I have had many of the very same feelings. I am trying to not think of this as a pass fail kind of the situation. I am doing my best to look at it as if this is the one, this is the time that I will be successful. I have gone through the majority of my life feeling like I am not good enough and that was why I was not succeeding in weight loss, but this hope I have for the lap band has given my the permission I needed to be happy about the surgery more than fear it or worry that it wont be as successful as I want it to be. I think I am finally in the mindset that ANY loss will be a success and something to be proud of.

I hope everything works out great for you!

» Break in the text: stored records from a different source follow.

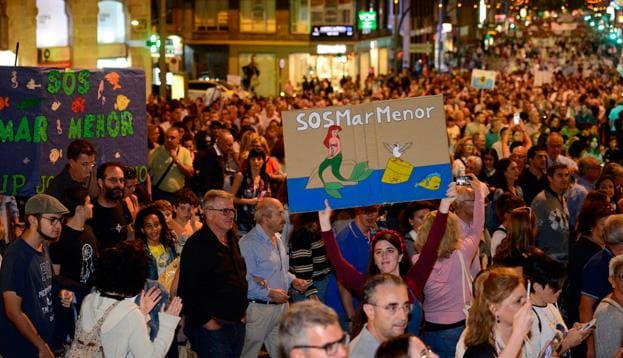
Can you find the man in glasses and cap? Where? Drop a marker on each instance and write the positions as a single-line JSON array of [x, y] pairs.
[[26, 303]]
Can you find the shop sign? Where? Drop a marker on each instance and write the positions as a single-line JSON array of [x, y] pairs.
[[334, 31]]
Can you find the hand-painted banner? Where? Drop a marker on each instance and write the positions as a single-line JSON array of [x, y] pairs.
[[482, 79], [380, 152], [42, 110]]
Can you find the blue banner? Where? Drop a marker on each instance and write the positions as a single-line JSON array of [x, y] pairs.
[[42, 110]]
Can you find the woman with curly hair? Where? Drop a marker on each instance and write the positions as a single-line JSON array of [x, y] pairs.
[[500, 317], [519, 242], [447, 291], [120, 276], [151, 230], [389, 256]]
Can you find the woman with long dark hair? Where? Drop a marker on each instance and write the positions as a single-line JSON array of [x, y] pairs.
[[249, 187]]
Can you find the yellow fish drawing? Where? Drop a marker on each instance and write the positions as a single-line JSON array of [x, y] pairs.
[[122, 102], [431, 182]]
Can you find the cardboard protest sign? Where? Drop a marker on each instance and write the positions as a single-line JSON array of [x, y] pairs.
[[42, 110], [380, 152], [482, 79], [542, 77]]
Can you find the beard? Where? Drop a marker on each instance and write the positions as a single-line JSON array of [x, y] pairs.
[[45, 236], [113, 193]]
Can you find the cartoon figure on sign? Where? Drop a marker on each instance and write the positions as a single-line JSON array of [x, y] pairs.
[[334, 161], [113, 78], [397, 170]]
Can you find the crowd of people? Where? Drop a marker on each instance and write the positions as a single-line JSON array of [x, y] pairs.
[[522, 257]]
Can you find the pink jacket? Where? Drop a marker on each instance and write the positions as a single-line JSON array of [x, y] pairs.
[[443, 295]]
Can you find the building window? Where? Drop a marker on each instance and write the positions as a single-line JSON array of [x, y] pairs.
[[52, 24], [257, 16], [332, 12], [211, 15], [110, 22], [299, 16]]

I am over 100 pounds overweight and my joints and bones are starting to notice it with hip and back pains. Like many on here, I have tried every diet from supervised fasting, Atkins, working with a nutritionist, Weight Watchers and probably some that I have forgotten about. In the last 6 months or so, I have started to have real and very limiting pain in my back and hip which I am being treated for but I know that this is at least partly, if not all, caused by my weight.

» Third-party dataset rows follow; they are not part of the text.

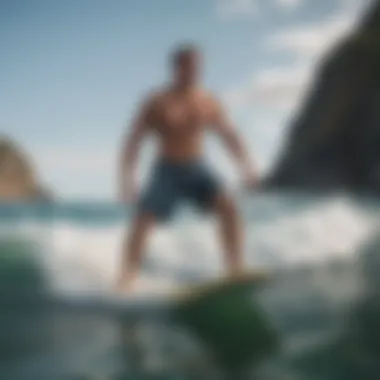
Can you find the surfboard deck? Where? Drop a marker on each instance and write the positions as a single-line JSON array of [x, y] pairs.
[[223, 314], [226, 316]]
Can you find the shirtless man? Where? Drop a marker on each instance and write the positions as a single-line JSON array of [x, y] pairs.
[[179, 116]]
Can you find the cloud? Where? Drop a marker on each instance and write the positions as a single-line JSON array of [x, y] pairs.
[[276, 87], [249, 8], [84, 171], [310, 41], [233, 8], [282, 87], [288, 4]]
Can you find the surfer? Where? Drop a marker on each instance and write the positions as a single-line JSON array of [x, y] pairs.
[[179, 115]]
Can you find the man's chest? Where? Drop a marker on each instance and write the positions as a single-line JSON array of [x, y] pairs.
[[177, 113]]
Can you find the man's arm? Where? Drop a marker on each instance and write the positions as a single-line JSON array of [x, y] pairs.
[[222, 125], [130, 150]]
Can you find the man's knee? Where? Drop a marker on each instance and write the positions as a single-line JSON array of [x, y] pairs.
[[226, 206]]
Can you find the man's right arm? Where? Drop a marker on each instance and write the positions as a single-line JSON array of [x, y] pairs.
[[130, 150]]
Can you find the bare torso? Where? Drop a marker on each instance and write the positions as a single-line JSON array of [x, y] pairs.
[[179, 120]]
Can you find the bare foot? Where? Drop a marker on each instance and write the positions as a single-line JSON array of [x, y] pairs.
[[126, 284]]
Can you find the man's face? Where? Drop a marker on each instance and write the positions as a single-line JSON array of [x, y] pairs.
[[188, 69]]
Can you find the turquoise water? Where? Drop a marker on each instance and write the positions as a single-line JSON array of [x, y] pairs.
[[324, 303]]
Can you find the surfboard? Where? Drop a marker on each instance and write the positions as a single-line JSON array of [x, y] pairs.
[[224, 314]]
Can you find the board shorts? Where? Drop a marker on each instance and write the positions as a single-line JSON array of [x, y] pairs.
[[172, 183]]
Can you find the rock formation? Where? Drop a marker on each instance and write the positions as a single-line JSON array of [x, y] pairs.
[[18, 179], [334, 142]]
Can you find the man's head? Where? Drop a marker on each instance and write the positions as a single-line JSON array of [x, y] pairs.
[[185, 61]]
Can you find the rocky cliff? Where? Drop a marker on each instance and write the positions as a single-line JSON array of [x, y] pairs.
[[334, 141], [18, 179]]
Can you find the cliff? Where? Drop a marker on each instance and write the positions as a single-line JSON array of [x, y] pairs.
[[18, 179], [334, 141]]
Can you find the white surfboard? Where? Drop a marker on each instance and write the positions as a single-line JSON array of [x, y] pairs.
[[152, 303]]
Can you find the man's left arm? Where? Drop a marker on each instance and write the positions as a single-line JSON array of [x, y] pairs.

I've researched banding and other bariatric procedures a number of times over the years and now am feeling resigned to get banded. I need to get back my active life where I can more easily travel and do things. I am not there now and I know that my weight is a big stumbling block to getting there.

I read the posts on here and see how excited everyone is to start this new adventure. I wish I felt more that way. I do sometimes, but other times, I feel a bit sad.. I have my consultation in a couple of weeks and I know that I will be able to have the procedure within a month or two at a top hospital with a very known and respected surgeon. I am fearful right now that my lack of "jumping up and down" about it is a bad sign and this is something that I don't want to fail at.

I am wondering if buried in all of the excitement about this, if there are those out there who have also felt sadness about being here (overweight, not the forum :-)...or fearing this is one more "program" that they might fail at.

I am generally a very "can do" kinda person and one of the few things in my life I have really failed at is my weight. Just looking to hear whether other people have had any of these feelings, too. Thank you.